Preventing Domain Resurrection Attacks
Mike Fiedler describes how PyPI now checks for expired domains to prevent domain resurrection attacks, a type of supply-chain attack where someone buys an expired domain and uses it to take over PyPI accounts through password resets.
PyPI checks daily using Fastly’s Domainr’s Status API to determine if a domain’s registration has expired, and if so, un-verify’s the previously-verified email address and will not issue a password reset request to addresses that have become unverified.
EXPOSED! Thousands of public software packages expose sensitive data
If you’ve been reading tl;dr sec for a bit, you won’t be surprised about API keys and credentials leaking in NPM packages.
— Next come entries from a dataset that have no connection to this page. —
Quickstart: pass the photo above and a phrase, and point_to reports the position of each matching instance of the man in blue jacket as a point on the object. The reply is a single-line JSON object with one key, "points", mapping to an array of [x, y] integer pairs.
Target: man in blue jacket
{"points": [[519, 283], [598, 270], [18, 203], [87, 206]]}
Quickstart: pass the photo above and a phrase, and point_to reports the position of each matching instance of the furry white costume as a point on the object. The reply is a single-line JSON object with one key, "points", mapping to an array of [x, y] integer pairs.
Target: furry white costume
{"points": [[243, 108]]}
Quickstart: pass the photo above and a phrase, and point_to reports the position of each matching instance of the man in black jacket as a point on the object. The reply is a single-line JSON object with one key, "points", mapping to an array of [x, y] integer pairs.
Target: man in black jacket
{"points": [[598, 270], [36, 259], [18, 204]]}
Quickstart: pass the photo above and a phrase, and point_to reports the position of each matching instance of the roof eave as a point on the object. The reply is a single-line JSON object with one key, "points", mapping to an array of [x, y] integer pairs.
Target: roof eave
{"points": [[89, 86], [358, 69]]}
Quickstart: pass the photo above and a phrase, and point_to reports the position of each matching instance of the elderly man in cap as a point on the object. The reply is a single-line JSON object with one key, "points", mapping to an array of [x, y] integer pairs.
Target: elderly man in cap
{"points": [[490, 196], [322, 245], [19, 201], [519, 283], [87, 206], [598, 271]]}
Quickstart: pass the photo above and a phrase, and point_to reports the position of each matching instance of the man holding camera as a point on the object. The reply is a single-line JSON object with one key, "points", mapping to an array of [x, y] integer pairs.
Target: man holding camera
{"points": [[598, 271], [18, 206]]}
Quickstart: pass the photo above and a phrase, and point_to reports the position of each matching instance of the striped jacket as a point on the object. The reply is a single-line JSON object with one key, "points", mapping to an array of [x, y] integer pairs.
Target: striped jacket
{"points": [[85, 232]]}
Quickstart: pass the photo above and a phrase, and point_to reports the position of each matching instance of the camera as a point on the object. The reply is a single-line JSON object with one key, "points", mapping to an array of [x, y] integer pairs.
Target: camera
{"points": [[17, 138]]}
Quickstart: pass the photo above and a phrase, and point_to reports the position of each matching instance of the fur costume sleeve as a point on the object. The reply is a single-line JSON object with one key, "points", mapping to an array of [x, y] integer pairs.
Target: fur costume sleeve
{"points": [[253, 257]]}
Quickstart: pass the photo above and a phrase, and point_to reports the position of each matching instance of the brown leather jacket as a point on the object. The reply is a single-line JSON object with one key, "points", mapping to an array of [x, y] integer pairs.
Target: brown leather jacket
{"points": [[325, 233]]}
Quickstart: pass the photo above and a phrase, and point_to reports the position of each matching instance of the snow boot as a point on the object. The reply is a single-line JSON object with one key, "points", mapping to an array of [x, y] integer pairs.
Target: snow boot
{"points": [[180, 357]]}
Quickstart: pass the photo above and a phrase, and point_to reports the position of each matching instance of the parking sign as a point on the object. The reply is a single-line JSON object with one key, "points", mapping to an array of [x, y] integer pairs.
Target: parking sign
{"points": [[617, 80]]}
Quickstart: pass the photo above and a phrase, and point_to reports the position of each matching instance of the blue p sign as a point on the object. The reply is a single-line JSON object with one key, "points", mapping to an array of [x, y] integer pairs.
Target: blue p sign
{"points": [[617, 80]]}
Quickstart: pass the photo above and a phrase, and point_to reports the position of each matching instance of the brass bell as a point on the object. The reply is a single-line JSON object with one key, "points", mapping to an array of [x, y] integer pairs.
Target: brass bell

But you might be dismayed to hear that a number of packages are leaking customer PII like customer passport photos and passport number data. When Paul McCarty discovered this and other cases, GitHub and NPM were like, “Cool story bro” and didn’t remove the sensitive info or package (still live).
“The reality is that GitHub doesn’t scan repos for sensitive data out of the goodness of their heart. Instead, they do it and they charge you. They see this function, not as a security outcome they should provide, but instead as a way to make more money.”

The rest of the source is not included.